Mezarlığa vardıklarında güneş çoktan çekilmişti. Ay, bulutların arasından sızan solgun bir ışık gibi yukarıda asılıydı. Her adımda çakıllar eziliyor, sessizlik çatlıyordu. Görevliler, kazma kürekleri sessizce alırken, Lidya mezar taşına baktı. Mermerin üstünde yalnızca bir isim vardı. Ne doğum tarihi, ne de veda cümlesi.

CEYRAN

Altına kimse bir şey yazamamıştı. Çünkü kimse onun kim olduğunu tam olarak bilmiyordu.

Toprak açıldıkça geçmişin kokusu yükseldi. Nemli, küf ve... bir tür cevap gibi. Sonunda tahta tabut ortaya çıktığında kalabalık geri çekildi. Demir eğilip kapağı kaldırdı. Boştu. Lidya'nın ayakları yerinden kıpırdamadı. Gözlerini bir noktaya dikmişti, rüzgar saçlarını savururken sanki duymadığı bir çığlığın izini taşıyordu. “Yani…” dedi boğuk bir sesle. “Hiç gömülmemiş.” Demir gözlerini kapattı “Hayır,” dedi. “Birileri onun yaşadığını hep biliyordu.”

O an, mezarlığın uzak köşesinden gelen çarpık bir ıslık sesi her şeyi yarıp geçti. Ve Lidya’nın içinde, yıllardır susturulan gerçek ilk kez nefes aldı. Lidya, ıslığın geldiği yöne döndüğünde karanlığın içinden bir siluet çözüldü. Ne adım sesi vardı ne de rüzgârın uğultusuyla karışan bir fısıltı. Yalnızca yürüyordu. Ağır, kesin ve tanıdık bir yürüyüştü bu. Gözleri karanlığa alışırken, içindeki şüphe yakıcı bir gerçeğe dönüşüyordu.

Demir, silueti fark ettiğinde elini Lidya’nın önüne uzattı.
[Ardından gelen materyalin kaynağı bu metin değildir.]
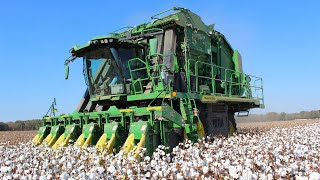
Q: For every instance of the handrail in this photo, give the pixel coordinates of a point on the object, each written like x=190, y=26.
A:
x=229, y=77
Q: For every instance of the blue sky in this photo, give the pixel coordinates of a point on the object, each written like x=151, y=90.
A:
x=278, y=40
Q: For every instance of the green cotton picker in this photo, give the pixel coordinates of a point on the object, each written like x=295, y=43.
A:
x=158, y=83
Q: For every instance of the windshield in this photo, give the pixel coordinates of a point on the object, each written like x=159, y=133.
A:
x=106, y=69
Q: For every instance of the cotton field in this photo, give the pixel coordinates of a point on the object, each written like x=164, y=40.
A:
x=278, y=153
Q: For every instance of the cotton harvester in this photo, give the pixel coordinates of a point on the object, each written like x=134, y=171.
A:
x=158, y=83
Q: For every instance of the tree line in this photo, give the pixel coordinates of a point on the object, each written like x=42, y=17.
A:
x=273, y=116
x=21, y=125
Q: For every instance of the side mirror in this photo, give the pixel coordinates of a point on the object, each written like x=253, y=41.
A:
x=67, y=72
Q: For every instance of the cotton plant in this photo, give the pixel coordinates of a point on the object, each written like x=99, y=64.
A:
x=277, y=153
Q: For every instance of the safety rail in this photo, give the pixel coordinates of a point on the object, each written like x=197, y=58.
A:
x=154, y=76
x=232, y=83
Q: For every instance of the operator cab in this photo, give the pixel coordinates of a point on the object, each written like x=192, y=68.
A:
x=106, y=67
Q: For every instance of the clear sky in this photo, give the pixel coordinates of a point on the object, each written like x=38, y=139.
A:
x=278, y=40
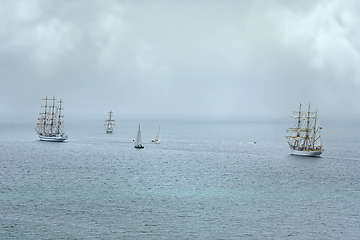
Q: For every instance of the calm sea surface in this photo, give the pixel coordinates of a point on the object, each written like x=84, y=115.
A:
x=206, y=180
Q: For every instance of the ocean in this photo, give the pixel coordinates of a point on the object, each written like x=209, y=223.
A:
x=206, y=180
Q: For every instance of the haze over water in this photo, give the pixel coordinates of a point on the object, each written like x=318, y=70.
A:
x=206, y=180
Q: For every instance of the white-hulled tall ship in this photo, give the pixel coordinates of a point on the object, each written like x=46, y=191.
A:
x=109, y=123
x=138, y=142
x=305, y=139
x=50, y=125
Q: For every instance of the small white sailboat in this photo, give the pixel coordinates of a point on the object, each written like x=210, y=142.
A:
x=157, y=138
x=50, y=125
x=138, y=142
x=109, y=123
x=305, y=139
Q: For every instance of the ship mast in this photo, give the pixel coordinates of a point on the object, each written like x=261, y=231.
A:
x=45, y=112
x=307, y=129
x=59, y=116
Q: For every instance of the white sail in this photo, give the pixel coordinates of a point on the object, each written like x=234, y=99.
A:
x=304, y=138
x=158, y=137
x=50, y=128
x=138, y=142
x=109, y=123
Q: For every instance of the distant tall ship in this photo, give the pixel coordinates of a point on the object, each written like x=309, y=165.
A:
x=50, y=125
x=109, y=123
x=138, y=141
x=157, y=138
x=305, y=139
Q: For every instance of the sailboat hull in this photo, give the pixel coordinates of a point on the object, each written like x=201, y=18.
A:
x=307, y=153
x=58, y=138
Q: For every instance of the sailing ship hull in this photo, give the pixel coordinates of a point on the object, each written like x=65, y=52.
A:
x=307, y=153
x=58, y=138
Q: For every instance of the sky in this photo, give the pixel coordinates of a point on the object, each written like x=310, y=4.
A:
x=213, y=60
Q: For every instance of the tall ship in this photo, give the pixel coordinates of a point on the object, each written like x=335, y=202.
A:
x=138, y=141
x=304, y=139
x=109, y=123
x=50, y=125
x=157, y=138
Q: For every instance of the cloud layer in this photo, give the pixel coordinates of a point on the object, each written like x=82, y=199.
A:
x=203, y=59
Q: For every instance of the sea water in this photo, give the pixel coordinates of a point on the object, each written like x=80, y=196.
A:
x=206, y=180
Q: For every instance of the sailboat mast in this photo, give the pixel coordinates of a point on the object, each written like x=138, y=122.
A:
x=307, y=128
x=314, y=134
x=59, y=122
x=53, y=115
x=45, y=112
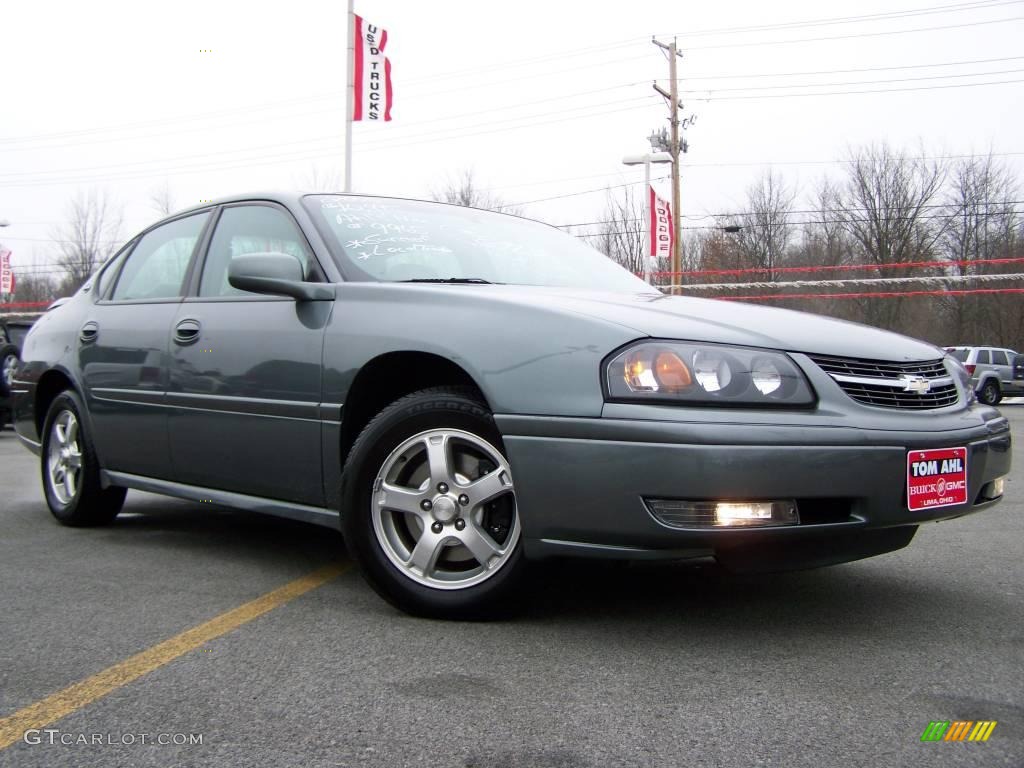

“Geri dur.” Ama Lidya yerinden kımıldamadı. Yutkundu. Kalbi, kafesinden fırlayacakmış gibi çarpıyordu. “O yürüyüş…” diye fısıldadı kendi kendine. “Ben o yürüyüşü bilirim.” Siluet yaklaştı. Yüz hâlâ görünmüyordu ama o an... Bir çift göz karanlığı yardı. Ceyran’ın gözleriydi. Demir’in nefesi kesildi. “Bu imkânsız…” Lidya bir adım attı. “Nasıl?” dedi. “Sen… sen ölüydün.” Siluet durdu. Sessizlik bir bıçak gibi aralarına girdi. Sonra karanlık, o gözlerin etrafından çekildi. Ve yüz ortaya çıktı. Ama bu... Ceyran’dı, evet. Fakat aynı zamanda değildi. Sanki hatırladıklarıyla aynı bedende başka biri duruyordu. Ceyran konuştu.

“Beni siz öldürdünüz. Beni siz gömdünüz. Ama ben... hep oradaydım. Her kelimenizde, her yalanınızda.” Demir geri çekildi. “Ne diyorsun sen?” Ceyran’ın sesi buz gibiydi.

“Şimdi sıra sizde. Gerçeğin altına gömülme sırası sizde.” Gökyüzü birden karardı. Ve hiç kimsenin varlığını fark etmediği ikinci bir ıslık, mezarlığın içinden geçerek onları susturdu.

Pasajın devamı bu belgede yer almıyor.